Domains: Architecture
Relationships
Description
Main Description

In order to be able to monitor the system and the constraints that it has to adhere to, a specialised infrastructure has to be defined. This infrastructure is captured in the observation model. It ususally consists of monitors or observers that acquire data about the state of a specific agent, a group of agents, or parts of the system and check whether the specified constraints hold. Additionally, it contains controllers that react to the violation of these constraints in order to restore the constraint in question. This distinction is detailed in Observer/Controller Architecture and can be found in other kinds of operationalised feedback loops such as the MAPE cycle.

The observation model can be related to the agent architecture—in case the constraints can be observed on the agent level—or to the system architecture—in case the constraints need more global data to be observed. This corresponds to the different varieties of the Observer/Controller Architecture, in which the Observer and the Controller respectively can be located at different levels of the system. In many cases, several observer/controllers on different levels of the system are required to handle different constraints.

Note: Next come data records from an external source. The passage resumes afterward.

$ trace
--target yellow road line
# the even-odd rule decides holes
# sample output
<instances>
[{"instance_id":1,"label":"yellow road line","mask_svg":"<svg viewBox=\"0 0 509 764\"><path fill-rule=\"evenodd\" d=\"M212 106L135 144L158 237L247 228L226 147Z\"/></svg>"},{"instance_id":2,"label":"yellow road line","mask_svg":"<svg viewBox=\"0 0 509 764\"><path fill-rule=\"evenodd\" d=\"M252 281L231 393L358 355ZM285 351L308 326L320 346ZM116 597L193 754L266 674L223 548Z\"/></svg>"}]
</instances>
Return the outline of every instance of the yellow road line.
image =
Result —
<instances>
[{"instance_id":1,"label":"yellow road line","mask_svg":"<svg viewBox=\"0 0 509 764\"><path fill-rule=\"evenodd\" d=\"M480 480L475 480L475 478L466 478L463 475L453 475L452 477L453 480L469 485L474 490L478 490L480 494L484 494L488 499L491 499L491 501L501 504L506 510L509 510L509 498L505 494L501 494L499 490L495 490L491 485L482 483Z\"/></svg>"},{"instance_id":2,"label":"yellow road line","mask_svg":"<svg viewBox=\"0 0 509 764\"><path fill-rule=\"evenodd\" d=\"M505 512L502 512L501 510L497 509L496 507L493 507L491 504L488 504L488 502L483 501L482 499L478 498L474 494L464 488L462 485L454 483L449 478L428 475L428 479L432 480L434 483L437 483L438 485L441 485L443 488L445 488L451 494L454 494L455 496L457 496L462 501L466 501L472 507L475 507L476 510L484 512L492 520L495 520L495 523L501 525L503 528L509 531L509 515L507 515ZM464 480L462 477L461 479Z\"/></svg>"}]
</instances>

Apart from determining the level on which the monitoring infrastructure has to be located, the observation model also has to describe the interaction between the agents and the monitors, as well as the interaction between the monitors and the controllers that react to constraint violations.

Brief Outline

The observation model should contain at least two things:

  • A structural view of the observer, the controller, and their association to the agent or other parts of the system. This can be depicted in a UML Class Diagram.
  • A description of the interaction between the observer and the agents as well as the controllers, e.g., as a UML Sequence Diagram

The structural view can also contain specialised classes, such as models the observer creates from data gathered.

Key Considerations
The observation model contains a number of vital design choices. If all agents are implemented by the development team, it might be possible to integrate the monitoring infrastructure with the agents. If, however, a blackbox view of the agents is necessary, e.g., because the system is open and agents provided by many vendors interact with each other, it might only be possible to observe the agents externally, i.e., with data provided by them voluntarily. In such a case, the formation of models of the agents is necessary, as well as a process to update them continuously.